Director: James Foley

Cast: Dakota Johnson, Jamie Dornan, Kim Basinger, Marcia Gay Harden, Rita Ora, Bella Heathcote

Classification: MA15+ (Strong Sex Scenes)

Review by Peter Gray

Made with a specific audience in mind, ‘Fifty Shades Darker’ is not the type of film designed to convert those unfamiliar or disinterested in the sex-heavy world author E.L. James created with her curiously popular ‘Fifty Shades’ trilogy. A series that proved talk is cheap and sex does indeed sell, its conversion from page to picture was inevitable, and though the preceding ‘Fifty Shades of Grey’ made enough money to imply quality, it was a film surprisingly light on the one thing its readers craved: Sex – and an abundance of it at that.

For ‘Fifty Shades Darker’ it can be noted that the sexual content has been exceedingly amped (yay?) so those in attendance who crave a little less conversation and a little more action (please) may be satisfied in that regard. That being said, conversations are still alarmingly heavy in James Foley’s glossy drama that attempts to put a more relatable spin on the supposed fairy-tale romance between S&M-enthused billionaire Christian Grey (Jamie Dornan) and virginal-come-submissive bedroom buddy Anastasia Steele (Dakota Johnson).

When the last film ended Anastasia (or Ana as she’s more commonly referred to) had finally grown some back bone and walked out on Christian following her brazen statement that he will never touch her again. Here, rather frustratingly, it takes little time for her to fall back into Christian’s arms (and bed) when he claims how much he needs her, and that their relationship within the he-the-dominant-and-her-the-submissive terms has ended. Yep, Christian Grey wants to get domesticated! As the film drops the slightest hints on how damaged a childhood he had and Ana adopts a push and pull mentality as to what she wants from Christian – with relatively rough sex clearly ticking her pro column – there’s the promise of something darker and more intriguing lurking thanks to a series of B-plot strands seemingly set up to take the story in a potentially interesting (or at least trashingly entertaining) direction.

Is Ana’s GQ-model boss (Eric Johnson) that crazy hot for her that he’d endanger Christian? Is former submissive Leila (Bella Heathcote) going to make good on her unhinged “single white female” persona? Will Christian’s former mentor (a wasted Kim Basinger) ruin Ana’s chance at raunchy happiness? Given how ultimately tacky these stories are it’s surprising that Foley and screenwriter Niall Leonard don’t garner more mileage out of this potential, instead they’re either unsatisfactorily dismissed or hinted as something far grander for next year’s climactic ‘Fifty Shades Freed’.

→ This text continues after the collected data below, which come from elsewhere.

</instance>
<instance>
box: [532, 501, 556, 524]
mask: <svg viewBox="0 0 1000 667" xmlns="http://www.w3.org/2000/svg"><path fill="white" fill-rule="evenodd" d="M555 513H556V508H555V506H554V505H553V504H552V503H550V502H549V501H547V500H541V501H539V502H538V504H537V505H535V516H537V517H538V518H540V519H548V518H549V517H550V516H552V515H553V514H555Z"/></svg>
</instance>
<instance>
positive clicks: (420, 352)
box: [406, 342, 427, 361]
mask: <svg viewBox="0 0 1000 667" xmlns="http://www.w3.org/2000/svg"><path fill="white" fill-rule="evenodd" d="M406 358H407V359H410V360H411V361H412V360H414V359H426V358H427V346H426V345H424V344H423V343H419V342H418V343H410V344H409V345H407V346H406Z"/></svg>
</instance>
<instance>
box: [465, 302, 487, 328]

If there’s anything genuinely positive to say about ‘Fifty Shades Darker’ it’s that Johnson once again proves her cinematic spark can shine in even the darkest of circumstances; her mix of adorable awkwardness and assured sexuality drives this tawdry affair above its made-for-TV temperament. As for Dornan, he feels much more at home second time around with his less polished look (though his fans can rest easy knowing he still appears immaculate) seemingly making way for something of a personality; sadists have feelings too, who knew?

As subtle as the pop-heavy catalogue that accompanies each defining moment (under-showerhead sex to the tune of Halsey exclaiming “I am not afraid anymore”? Check!) ‘Fifty Shades Darker’ isn’t attempting to be a greater production than it is. As with its predecessor it’s miles better than its literary counterpart, though that was never going to be a challenge, and there’s no denying that the film is an awful lot of fun. Just how intentional said fun is is another question entirely.